The committee has a $1,000 budget. Hapgood read from Sikora’s letter requesting the money, in which he said the purpose was to pay such things as conference and training session fees for committee members. He did not say anything about China members only, and Hapgood said the solid waste contract between the two towns does not mention how such costs should be allocated.

Hapgood said Palermo’s position is that all committee members should be treated alike; if China pays for one, it should pay for all. She disagreed, saying Palermo should cover its representatives’ costs.

Sikora said it would be unfair to ask Palermo to pay an unexpected bill.

The compromise was Wayne Chadwick’s motion that China pay the bill this time, but notify Palermo that China will not pay in the future. The motion was approved 3-2, with Janet Preston and Marquis joining Chadwick; Breton and Blane Casey were opposed.

The Nov. 8 agenda listed seven selectmen’s policies to be reviewed:

  • Remote Participation Policy, adopted July 2021, required by the state to allow board and committee members to participate remotely in meetings in defined situations that keep them from attending in person.
  • Tobacco-Free Policy, adopted Aug. 24, 2015, and amended Jan. 4, 2021, prohibiting use of any tobacco products by anybody on any town property.
  • Internal Financial Controls Policy, adopted Nov. 23, 2020, describing management of funds passing through the town office.
  • Outstanding Tax Order, saying tax payments will be applied first to the oldest overdue taxes.
  • Alcohol and Controlled Substances Testing Policy, revised November 2020, setting out testing requirements for town-employed drivers who have commercial licenses and are performing safety-sensitive duties.
  • Notice of Dishonor Policy, adopted Nov. 23, 2020, describing procedure if a bank dishonors (refuses to pay) someone’s check or electronic payment to the town.
  • Boston Post Cane Policy, last approved November 2020, describing the procedure for awarding China’s Boston Post Cane to its oldest resident.
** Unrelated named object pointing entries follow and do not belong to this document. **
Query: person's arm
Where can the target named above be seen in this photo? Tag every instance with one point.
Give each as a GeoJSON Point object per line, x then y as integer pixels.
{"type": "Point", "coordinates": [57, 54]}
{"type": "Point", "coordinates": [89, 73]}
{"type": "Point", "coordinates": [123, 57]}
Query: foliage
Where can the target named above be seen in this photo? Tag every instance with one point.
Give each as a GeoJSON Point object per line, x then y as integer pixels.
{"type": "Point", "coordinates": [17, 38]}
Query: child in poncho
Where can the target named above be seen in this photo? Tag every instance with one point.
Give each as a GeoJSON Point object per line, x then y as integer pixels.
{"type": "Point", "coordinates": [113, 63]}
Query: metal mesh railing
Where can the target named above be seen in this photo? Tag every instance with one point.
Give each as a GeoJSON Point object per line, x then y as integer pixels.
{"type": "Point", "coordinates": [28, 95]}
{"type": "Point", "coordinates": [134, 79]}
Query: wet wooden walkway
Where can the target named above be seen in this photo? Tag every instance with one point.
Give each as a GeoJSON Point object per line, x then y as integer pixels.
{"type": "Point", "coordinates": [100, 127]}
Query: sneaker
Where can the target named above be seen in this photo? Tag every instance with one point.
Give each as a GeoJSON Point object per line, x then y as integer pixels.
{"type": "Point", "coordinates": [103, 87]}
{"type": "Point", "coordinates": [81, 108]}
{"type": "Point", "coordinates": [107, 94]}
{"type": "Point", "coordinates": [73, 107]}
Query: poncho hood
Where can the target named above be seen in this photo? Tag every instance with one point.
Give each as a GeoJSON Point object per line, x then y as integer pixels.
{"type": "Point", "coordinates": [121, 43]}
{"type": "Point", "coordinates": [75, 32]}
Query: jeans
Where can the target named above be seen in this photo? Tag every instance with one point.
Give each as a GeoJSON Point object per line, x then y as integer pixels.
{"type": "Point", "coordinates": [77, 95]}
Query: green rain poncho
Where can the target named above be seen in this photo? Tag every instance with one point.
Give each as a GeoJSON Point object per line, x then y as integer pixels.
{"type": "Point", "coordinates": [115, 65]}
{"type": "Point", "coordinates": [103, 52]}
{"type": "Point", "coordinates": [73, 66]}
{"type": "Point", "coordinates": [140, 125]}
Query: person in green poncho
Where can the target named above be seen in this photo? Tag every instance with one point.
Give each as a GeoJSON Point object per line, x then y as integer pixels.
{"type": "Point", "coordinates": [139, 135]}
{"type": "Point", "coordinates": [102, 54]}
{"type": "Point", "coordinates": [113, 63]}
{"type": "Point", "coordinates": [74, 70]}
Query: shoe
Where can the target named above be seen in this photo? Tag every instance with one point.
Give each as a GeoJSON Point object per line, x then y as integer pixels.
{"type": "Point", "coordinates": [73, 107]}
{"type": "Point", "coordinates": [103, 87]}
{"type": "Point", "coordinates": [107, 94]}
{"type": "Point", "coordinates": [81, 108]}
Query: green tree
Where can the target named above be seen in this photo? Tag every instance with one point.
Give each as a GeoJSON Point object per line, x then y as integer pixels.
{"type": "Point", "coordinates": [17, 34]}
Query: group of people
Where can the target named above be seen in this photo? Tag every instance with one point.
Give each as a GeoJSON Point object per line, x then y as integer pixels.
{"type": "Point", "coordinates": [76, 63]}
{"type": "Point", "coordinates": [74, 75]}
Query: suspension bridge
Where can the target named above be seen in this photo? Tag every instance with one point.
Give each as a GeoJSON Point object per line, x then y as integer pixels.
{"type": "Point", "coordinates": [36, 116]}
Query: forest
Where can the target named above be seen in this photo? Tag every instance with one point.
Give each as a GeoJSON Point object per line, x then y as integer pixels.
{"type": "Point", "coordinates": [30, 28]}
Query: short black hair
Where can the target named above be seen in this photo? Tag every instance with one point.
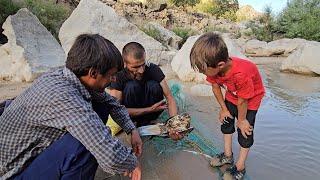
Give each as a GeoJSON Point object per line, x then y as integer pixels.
{"type": "Point", "coordinates": [133, 49]}
{"type": "Point", "coordinates": [208, 51]}
{"type": "Point", "coordinates": [93, 51]}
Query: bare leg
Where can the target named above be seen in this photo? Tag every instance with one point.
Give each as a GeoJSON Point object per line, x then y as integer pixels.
{"type": "Point", "coordinates": [242, 158]}
{"type": "Point", "coordinates": [227, 144]}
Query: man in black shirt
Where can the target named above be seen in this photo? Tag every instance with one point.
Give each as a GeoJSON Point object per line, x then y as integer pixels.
{"type": "Point", "coordinates": [141, 87]}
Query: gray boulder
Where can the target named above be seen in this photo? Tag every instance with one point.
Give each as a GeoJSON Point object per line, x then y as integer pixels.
{"type": "Point", "coordinates": [166, 36]}
{"type": "Point", "coordinates": [93, 16]}
{"type": "Point", "coordinates": [305, 60]}
{"type": "Point", "coordinates": [31, 49]}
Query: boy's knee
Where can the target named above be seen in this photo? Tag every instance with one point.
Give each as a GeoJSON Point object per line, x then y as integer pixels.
{"type": "Point", "coordinates": [228, 128]}
{"type": "Point", "coordinates": [245, 142]}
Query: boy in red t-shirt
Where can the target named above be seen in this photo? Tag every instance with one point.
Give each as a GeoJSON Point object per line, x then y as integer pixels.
{"type": "Point", "coordinates": [244, 92]}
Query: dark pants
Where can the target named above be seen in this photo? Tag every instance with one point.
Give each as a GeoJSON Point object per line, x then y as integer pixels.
{"type": "Point", "coordinates": [229, 128]}
{"type": "Point", "coordinates": [65, 158]}
{"type": "Point", "coordinates": [137, 95]}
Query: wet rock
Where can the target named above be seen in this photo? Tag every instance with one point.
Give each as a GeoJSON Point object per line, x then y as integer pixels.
{"type": "Point", "coordinates": [93, 16]}
{"type": "Point", "coordinates": [31, 49]}
{"type": "Point", "coordinates": [305, 60]}
{"type": "Point", "coordinates": [282, 47]}
{"type": "Point", "coordinates": [201, 90]}
{"type": "Point", "coordinates": [255, 47]}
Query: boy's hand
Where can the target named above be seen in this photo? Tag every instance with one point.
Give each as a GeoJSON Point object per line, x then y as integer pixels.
{"type": "Point", "coordinates": [245, 128]}
{"type": "Point", "coordinates": [159, 106]}
{"type": "Point", "coordinates": [136, 142]}
{"type": "Point", "coordinates": [224, 114]}
{"type": "Point", "coordinates": [135, 174]}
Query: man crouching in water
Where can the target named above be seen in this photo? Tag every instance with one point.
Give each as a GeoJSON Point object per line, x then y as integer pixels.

Selectmen asked a few questions, and Chadwick recommended applying alcohol and drug testing requirements to other employees, not just to truck drivers. Hapgood said doing so would require a new policy. She promised more of the existing policies for review at the Nov. 22 meeting.

All seven policies were re-approved unanimously with no changes.

Another unanimous vote was to offer for sale, by sealed bid with a $5,000 minimum, a Harley-Davidson motorcycle the town has taken as partial repayment of a business loan made with Tax Increment Financing funds.

The meeting began with a virtual presentation by Michael Carroll, executive director of the Municipal Review Committee (MRC). The MRC represents the towns, including China, that planned to send trash to the Hampden recycling facility that has been closed for a year and a half.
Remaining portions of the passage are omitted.